Simulate Test Data for margot Development Functions
Source:R/margot_simulate_test_data.R
margot_simulate_test_data.Rd
Creates a consistent synthetic dataset for testing the development versions of margot functions. Generates panel data with known treatment effects to enable validation of causal inference methods.
Arguments
- n
Integer. Number of individuals (default: 5000)
- k
Integer. Number of time points including baseline (default: 3)
- p_covars
Integer. Number of baseline covariates (default: 20)
- treatment_effects
Named list specifying treatment effect patterns for each outcome. Options: "positive", "negative", "null", "heterogeneous". Default creates 4 outcomes with different patterns.
- missing_prop
Numeric. Proportion of missing data to introduce (default: 0.1)
- binary_outcomes
Logical vector indicating which outcomes should be binary (default: c(FALSE, FALSE, FALSE, TRUE))
- censoring_rate
Numeric.

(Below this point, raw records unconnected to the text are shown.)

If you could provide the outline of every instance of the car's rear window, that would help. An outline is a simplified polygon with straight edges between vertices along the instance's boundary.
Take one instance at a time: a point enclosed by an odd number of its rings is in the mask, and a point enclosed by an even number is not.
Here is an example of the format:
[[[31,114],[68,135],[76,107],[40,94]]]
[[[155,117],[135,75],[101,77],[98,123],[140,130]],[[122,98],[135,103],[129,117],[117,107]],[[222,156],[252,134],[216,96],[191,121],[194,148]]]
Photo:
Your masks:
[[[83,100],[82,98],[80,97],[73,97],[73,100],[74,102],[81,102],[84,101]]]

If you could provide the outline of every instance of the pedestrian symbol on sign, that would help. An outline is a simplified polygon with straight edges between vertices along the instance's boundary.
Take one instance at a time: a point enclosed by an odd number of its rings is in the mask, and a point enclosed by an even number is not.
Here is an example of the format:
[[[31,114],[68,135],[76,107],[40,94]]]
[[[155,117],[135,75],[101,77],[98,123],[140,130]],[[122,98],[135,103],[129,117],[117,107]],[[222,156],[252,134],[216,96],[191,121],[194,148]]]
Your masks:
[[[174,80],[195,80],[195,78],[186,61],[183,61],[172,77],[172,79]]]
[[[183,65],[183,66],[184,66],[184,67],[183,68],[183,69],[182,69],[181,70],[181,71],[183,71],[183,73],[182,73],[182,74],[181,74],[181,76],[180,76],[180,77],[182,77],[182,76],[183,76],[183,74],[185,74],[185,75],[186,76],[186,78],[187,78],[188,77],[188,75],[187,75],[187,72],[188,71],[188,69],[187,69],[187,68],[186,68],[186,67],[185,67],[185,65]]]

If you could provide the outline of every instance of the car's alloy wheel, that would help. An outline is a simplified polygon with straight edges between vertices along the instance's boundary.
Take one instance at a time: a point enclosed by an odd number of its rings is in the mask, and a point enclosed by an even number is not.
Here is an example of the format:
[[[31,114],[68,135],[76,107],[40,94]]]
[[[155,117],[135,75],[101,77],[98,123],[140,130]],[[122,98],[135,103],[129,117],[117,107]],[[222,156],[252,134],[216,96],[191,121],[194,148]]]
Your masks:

Rate of censoring/attrition (default: 0.1)
- seed
Integer. Random seed for reproducibility (default: 2025)
Value
A list containing:
- data
Data frame with all variables in wide format
- true_effects
List of true treatment effect functions
- metadata
List with generation parameters and variable information
Details
The function creates: - Baseline covariates (B1-Bp) from multivariate normal - Binary treatment (A) with propensity depending on covariates - Multiple outcomes (Y1-Y4) with different treatment effect patterns: - Y1: Positive homogeneous effect (ATE = 0.3) - Y2: Negative homogeneous effect (ATE = -0.2) - Y3: Null effect (ATE = 0) - Y4: Strong heterogeneous effect based on B1 and B2
Treatment assignment depends on B1 and B2 to create confounding. Missing data is introduced randomly (MCAR) for testing robustness.
Examples
# Generate default test dataset
test_data <- margot_simulate_test_data()
# Generate with more observations and covariates
test_data_large <- margot_simulate_test_data(n = 10000, p_covars = 30)
# Generate with custom treatment effects
test_data_custom <- margot_simulate_test_data(
treatment_effects = list(
Y1 = "heterogeneous",
Y2 = "positive",
Y3 = "heterogeneous"
)
)